My friend Steven, an Iowan I met at L'Abri, posed these questions (or something similar) to me last night as we resorted to facebook chat to wish one another a good night.  Gone were free Monday evenings when we would all gallivant in separate groups down to the Greatham Inn, only to reconvene on large leather couches next to the fireplace where the owners always kept the flames ablaze.  Or a different type of Monday evening when I was able to steal just one friend and sneak away to the pub to learn more about one another without the presence of thirty others to distract us.
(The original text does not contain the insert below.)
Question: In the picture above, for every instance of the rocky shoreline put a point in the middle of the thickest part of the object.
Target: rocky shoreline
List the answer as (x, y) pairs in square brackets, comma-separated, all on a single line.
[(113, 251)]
"Was it real?"  Did I really go to England?  Did I really spend three months hoarding time and space in hopes that it could last just a little bit longer, that I could hold on to a different view of living, one that cursed modernity and embraced community?  These words I now cling to among others: boundaries, delayed gratification, reality, the present moment, cynicism, idealism, goodness and what is good?  I find myself making jokes in my head about Jim Paul, Andrew Fellows, Stefan Lindhom, even Scott Peck and Martin Buber.  I wonder what a lunch discussion would look like today: who would make the meal?  Would it be Marta with her Hungarian dishes--so good we stole helpings for other students?  Who would ask the question?  Wesley?  Helen?  A different member of the council of the brains?  Would we argue or agree?  Speak or sit in silence?  And why do I all of a sudden feel that every statement should be transformed with this little mark: "?"

Today I will have been home for a month.  And I have spent much of it in shock, mourning, really, this loss.  Recognizing that part of my reality, now, is allowing myself to do that.  

"You are REAL!  And we were REALLY there!"  

I typed these statements to Steven, assuring him that what we experienced has not been left in England, both of us agreeing that all of it now permeates who we are at this very moment.  And we are able to remember, able to show gratitude to the memories we now share with one another and with so many other dear and precious friends.  

Every time I wake up I move one day farther from my time at L'Abri, but I am okay with this.  Because each day is full of its own beauty and its own pain.  I'm grateful that three months have helped me better understand how to cope with it all, how to view it in a healthful and real manner.